I continue… I met Dave, a friend or a friend of Louise’s. We were at my friends 30th BBQ and got talking, turns out that he’s from near my home town back home. I explain to him that my lovely friend Sophie and a guy I used to date back home are from there. He asked his name, I wasn’t optimistic that he would know him, I said his name… yup that’s right he knew him, not only did he know him, they were best friends at high school and college. Also, my lovely friend Sophie text me the next week, she only had a crush on Dave all though college too and she couldn’t believe he was here! The walls are starting to close in!

Finally, I’ve already told you about Darren, who I met and we arranged a date a few weeks later. Turns out that the day before the date I bump into his ex GF through a friend of a friend… who he’d been with for NINE years! That’s was an awkward conversation I tell ya!

So you can see from my examples (there are more, however I’ll bank those for later) that Sydney is a small place where everyone knows everyone – one way or another!

So it’s great to have your core friends at the centre of it all. Baring in mind, me and my friend Helen arrived in Sydney two years ago and we only knew each other. Julie arrived three days later, her and Helen hit it off immediately. Steve arrived a month later, who already knew Julie and was staying in mine and Helen’s hostel. Sally arrived that May, she was one of Julie’s friends from university, the same uni that I went to. We all hit it off. Lizzie and Emily worked with Julie we all got on massively. That was just after six months…

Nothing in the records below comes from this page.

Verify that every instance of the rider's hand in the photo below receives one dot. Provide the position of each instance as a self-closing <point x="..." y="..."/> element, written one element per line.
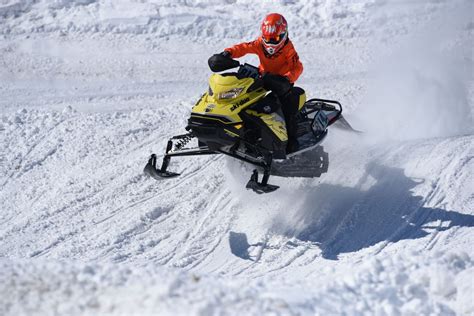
<point x="225" y="54"/>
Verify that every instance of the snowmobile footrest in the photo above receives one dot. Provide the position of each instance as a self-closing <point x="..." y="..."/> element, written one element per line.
<point x="260" y="187"/>
<point x="150" y="169"/>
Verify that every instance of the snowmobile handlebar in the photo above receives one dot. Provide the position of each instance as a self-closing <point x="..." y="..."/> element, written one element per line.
<point x="219" y="62"/>
<point x="278" y="84"/>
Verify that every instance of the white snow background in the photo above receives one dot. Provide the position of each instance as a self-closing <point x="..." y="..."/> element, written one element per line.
<point x="90" y="88"/>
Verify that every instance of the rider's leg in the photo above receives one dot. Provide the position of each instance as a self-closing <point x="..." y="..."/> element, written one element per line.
<point x="291" y="106"/>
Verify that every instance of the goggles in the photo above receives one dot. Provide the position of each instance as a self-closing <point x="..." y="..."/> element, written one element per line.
<point x="274" y="40"/>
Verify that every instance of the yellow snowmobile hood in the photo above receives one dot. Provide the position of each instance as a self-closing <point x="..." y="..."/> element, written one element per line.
<point x="226" y="97"/>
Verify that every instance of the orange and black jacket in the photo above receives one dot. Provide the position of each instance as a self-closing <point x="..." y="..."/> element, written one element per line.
<point x="284" y="63"/>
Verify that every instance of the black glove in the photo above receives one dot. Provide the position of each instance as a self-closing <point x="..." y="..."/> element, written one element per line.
<point x="225" y="54"/>
<point x="280" y="85"/>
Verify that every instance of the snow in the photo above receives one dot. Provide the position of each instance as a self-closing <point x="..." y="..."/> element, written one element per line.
<point x="91" y="88"/>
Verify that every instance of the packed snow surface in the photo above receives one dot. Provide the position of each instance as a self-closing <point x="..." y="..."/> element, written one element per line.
<point x="90" y="88"/>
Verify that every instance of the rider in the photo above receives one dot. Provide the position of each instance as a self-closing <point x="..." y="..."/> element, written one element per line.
<point x="277" y="57"/>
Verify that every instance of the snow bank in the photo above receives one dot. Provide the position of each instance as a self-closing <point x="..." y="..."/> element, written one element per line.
<point x="417" y="284"/>
<point x="198" y="20"/>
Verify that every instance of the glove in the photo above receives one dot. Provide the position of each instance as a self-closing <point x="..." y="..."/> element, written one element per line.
<point x="225" y="54"/>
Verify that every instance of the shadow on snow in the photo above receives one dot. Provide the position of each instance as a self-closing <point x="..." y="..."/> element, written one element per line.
<point x="345" y="219"/>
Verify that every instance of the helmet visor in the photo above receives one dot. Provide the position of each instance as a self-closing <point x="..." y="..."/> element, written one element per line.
<point x="274" y="40"/>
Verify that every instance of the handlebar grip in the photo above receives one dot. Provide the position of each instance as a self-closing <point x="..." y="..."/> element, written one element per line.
<point x="219" y="63"/>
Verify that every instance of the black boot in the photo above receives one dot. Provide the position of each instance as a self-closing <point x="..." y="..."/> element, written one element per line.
<point x="292" y="146"/>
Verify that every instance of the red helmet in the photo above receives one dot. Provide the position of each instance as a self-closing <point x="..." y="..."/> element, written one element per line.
<point x="274" y="32"/>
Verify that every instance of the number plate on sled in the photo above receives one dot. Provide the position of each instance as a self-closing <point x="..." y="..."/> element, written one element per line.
<point x="320" y="122"/>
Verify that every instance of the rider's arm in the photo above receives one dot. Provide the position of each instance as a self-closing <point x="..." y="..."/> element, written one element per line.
<point x="296" y="67"/>
<point x="242" y="49"/>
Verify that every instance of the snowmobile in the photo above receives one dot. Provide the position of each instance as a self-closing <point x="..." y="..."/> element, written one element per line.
<point x="240" y="116"/>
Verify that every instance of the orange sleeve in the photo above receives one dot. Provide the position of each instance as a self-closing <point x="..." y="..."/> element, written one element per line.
<point x="242" y="49"/>
<point x="295" y="66"/>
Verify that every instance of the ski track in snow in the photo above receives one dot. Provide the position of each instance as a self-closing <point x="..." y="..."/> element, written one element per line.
<point x="91" y="88"/>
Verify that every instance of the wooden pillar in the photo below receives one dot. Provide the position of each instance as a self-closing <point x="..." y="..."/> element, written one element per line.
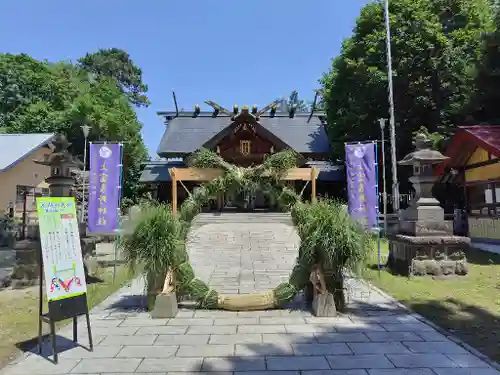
<point x="313" y="185"/>
<point x="174" y="191"/>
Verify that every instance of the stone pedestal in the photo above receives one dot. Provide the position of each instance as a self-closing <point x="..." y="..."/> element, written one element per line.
<point x="428" y="255"/>
<point x="165" y="306"/>
<point x="424" y="243"/>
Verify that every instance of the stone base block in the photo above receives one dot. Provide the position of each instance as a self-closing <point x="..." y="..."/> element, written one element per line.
<point x="165" y="306"/>
<point x="428" y="255"/>
<point x="324" y="305"/>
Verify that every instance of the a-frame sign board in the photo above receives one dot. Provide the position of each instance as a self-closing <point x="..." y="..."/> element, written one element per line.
<point x="62" y="267"/>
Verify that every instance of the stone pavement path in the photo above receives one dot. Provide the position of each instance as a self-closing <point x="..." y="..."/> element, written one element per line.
<point x="243" y="253"/>
<point x="376" y="337"/>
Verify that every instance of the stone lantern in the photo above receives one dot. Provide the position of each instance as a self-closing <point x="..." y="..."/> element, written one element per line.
<point x="61" y="162"/>
<point x="424" y="243"/>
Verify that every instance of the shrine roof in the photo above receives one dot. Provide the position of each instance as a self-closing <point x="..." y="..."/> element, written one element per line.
<point x="185" y="133"/>
<point x="466" y="140"/>
<point x="16" y="147"/>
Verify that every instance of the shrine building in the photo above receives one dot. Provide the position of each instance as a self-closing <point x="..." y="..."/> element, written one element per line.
<point x="244" y="138"/>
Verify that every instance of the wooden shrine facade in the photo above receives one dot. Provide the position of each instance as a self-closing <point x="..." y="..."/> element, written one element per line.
<point x="242" y="138"/>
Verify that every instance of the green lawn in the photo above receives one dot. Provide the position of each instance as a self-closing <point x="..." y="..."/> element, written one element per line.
<point x="469" y="306"/>
<point x="19" y="310"/>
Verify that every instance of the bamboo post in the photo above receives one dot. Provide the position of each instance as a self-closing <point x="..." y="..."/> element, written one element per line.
<point x="174" y="191"/>
<point x="313" y="185"/>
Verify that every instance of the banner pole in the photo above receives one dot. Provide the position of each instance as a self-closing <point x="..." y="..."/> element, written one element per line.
<point x="118" y="220"/>
<point x="378" y="209"/>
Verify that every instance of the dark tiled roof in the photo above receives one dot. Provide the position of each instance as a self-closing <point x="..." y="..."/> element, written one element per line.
<point x="327" y="170"/>
<point x="186" y="134"/>
<point x="155" y="172"/>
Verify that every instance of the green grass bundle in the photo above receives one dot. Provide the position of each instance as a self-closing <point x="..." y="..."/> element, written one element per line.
<point x="152" y="239"/>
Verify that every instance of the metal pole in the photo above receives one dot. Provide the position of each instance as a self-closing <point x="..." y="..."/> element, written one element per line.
<point x="395" y="185"/>
<point x="85" y="130"/>
<point x="382" y="122"/>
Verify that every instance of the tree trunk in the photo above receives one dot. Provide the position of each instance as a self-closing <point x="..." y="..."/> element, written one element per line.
<point x="154" y="284"/>
<point x="335" y="285"/>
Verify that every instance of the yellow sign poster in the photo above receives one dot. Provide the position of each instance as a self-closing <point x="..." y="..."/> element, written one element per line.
<point x="61" y="251"/>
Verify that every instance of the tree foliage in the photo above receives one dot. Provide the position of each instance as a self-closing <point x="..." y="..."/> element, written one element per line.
<point x="435" y="47"/>
<point x="117" y="64"/>
<point x="42" y="97"/>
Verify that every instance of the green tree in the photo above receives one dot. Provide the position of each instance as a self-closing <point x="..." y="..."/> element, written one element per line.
<point x="117" y="64"/>
<point x="434" y="46"/>
<point x="39" y="96"/>
<point x="483" y="107"/>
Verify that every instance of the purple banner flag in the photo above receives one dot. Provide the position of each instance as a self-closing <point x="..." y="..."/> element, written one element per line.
<point x="104" y="187"/>
<point x="361" y="170"/>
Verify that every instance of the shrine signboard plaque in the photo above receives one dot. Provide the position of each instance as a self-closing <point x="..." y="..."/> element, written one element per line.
<point x="61" y="266"/>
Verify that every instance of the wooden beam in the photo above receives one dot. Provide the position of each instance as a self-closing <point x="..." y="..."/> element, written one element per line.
<point x="314" y="176"/>
<point x="174" y="190"/>
<point x="208" y="174"/>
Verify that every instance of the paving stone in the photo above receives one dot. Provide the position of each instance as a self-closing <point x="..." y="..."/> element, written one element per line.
<point x="407" y="327"/>
<point x="219" y="330"/>
<point x="34" y="365"/>
<point x="146" y="351"/>
<point x="205" y="351"/>
<point x="141" y="322"/>
<point x="393" y="336"/>
<point x="329" y="320"/>
<point x="402" y="371"/>
<point x="261" y="329"/>
<point x="435" y="347"/>
<point x="341" y="337"/>
<point x="181" y="339"/>
<point x="431" y="336"/>
<point x="466" y="371"/>
<point x="109" y="331"/>
<point x="230" y="321"/>
<point x="288" y="338"/>
<point x="251" y="338"/>
<point x="98" y="352"/>
<point x="264" y="349"/>
<point x="281" y="320"/>
<point x="108" y="365"/>
<point x="191" y="322"/>
<point x="360" y="327"/>
<point x="375" y="361"/>
<point x="302" y="328"/>
<point x="154" y="365"/>
<point x="215" y="314"/>
<point x="234" y="364"/>
<point x="162" y="330"/>
<point x="321" y="349"/>
<point x="467" y="360"/>
<point x="129" y="340"/>
<point x="335" y="372"/>
<point x="378" y="348"/>
<point x="421" y="360"/>
<point x="297" y="363"/>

Penny arrived in January, she was on the same course as Sally, Julie and me at university. She hit is off with Helen and we all moved in together. Lucy arrived in July 2009, a lovely girl that I worked with in Manchester, she met the girls and clicked straight away.

 A year later Dean arrived with all of the other lads from our home town, they went to university with Penny, Sally and Julie and me. Louise arrived that May and met Julie through a colleague. We met one Sunday at the Beach Road in Bondi – she’s from Widnes, which is down the road from us. She’s now one of our bessies too.

It’s confusing for even me, but you catch my drift. It’s a massive Sydney family that just keeps growing. It’s got to the point when I meet people now, when we add each other on the book of face, I’m more surprised if we don’t have any friends in common, ha!

I’m going to get some of them to pop guest blogs up so you have a different perspective of or silly Sydney times.